ISLAMABAD: A lawyer who defended two convicts who were later executed despite pendency of their jail appeals intends to move an application before the Supreme Court demanding exemplary punishment to delinquents responsible for the offence.

“I will file the application before the Supreme Court either on Monday or Tuesday (Oct 24 – 25) demanding fixing of criminal liability against those guilty of showing dereliction of duty,” Advocate Aftab Ahmad Khan told Dawn.

“I intend to make secretaries of interior and the home department of Punjab and jail superintendents of Rahim Yar Khan and Bahawalpur prisons respondents in the petition,” the counsel said.

Explaining further, he said when the jail appeals of convicts Ghulam Qadir and Ghulam Sarwar were filed before the Supreme Court and taken up in which leave to appeal were granted on June 10, 2010, intimation must have been issued to these functionaries about the status of the case in the apex court.


Lawyer says death penalty implemented despite pendency of appeals


But these convicts were executed in the Bahawalpur central jail on Oct 12, 2015, after their mercy petitions were rejected by the president of Pakistan.

Ironically on Oct 6, 2016, a three-judge Supreme Court bench comprising Justices Asif Saeed Khosa, Dost Muhammad Khan and Manzoor Ahmad Malik accepted the jail appeals of the convicts and set aside the May 26, 2009, upholding of conviction by the Lahore High Court’s Multan bench.

When asked how he came to know that the convicts had been hanged in the prison, Advocate Khan explained that after attending the Oct 6 Supreme Court hearing, he wrote two letters, one to the inmates congratulating them that they had been acquitted by the court, and the second to the family members of the convicts to inform them about the acquittal.

Finding no response from the convicts as well as from the family members, he got suspicious and called the jail superintendent of Rahim Yar Khan informing him about the court order, he said. But he was told by jail officers that the convicts had been shifted to the Bahawalpur prison and according to their information they had already been hanged.

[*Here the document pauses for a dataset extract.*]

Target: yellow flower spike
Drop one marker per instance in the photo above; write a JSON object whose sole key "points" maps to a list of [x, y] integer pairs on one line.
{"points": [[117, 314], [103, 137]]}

The counsel then called the Bahawalpur central jail on Oct 17 but failing to get a proper answer he approached a friend — a government employee — who after verifying confirmed the execution of the two prisoners.

Now through a criminal miscellaneous application before the Supreme Court, the counsel resolved, he would ask the apex court to hold a detailed inquiry and depending upon the outcome of the probe award exemplary punishment to those found responsible for the offence as well as adequate compensation for the victims’ families.

Authored by Justice Manzoor Ahmad Malik, the Oct 6 judgement of the Supreme Court had held that prosecution had miserably failed to prove its case against the appellants beyond reasonable doubt.

Therefore, the impugned judgements of the courts below are set aside, the appellants Ghulam Qadir and Ghulam Sarwar were acquitted of the charges and both of them would be released forthwith, if not required to be detained in any other case.

Ghulam Qadir and Ghulam Sarwar and their co-convict Ghulam Farid had filed criminal appeals before the high court challenging their May 4, 2005, convictions by the trial court for committing multiple murders. Ghulam Farid was acquitted of the charge of murder.

When the appeals were taken up by the Supreme Court on Oct 5, 2016, the court found its last order of 2010 of dismissing the appeals anomalous and decided to exercise its suo motu jurisdiction to review the 2010 order for reappraising the evidence and considering the question of sentence of the appellants on all the counts of the charge.

In the judgement, the Supreme Court observed that it was repellent to common sense that the accused who had already murdered and injured a number of persons, would let go two prosecution witnesses of a murder who could later appear as witnesses against them as has been done in this case.

In this backdrop, the judgement said, the testimony of the prosecution witness becomes highly doubtful and cannot be given any credence.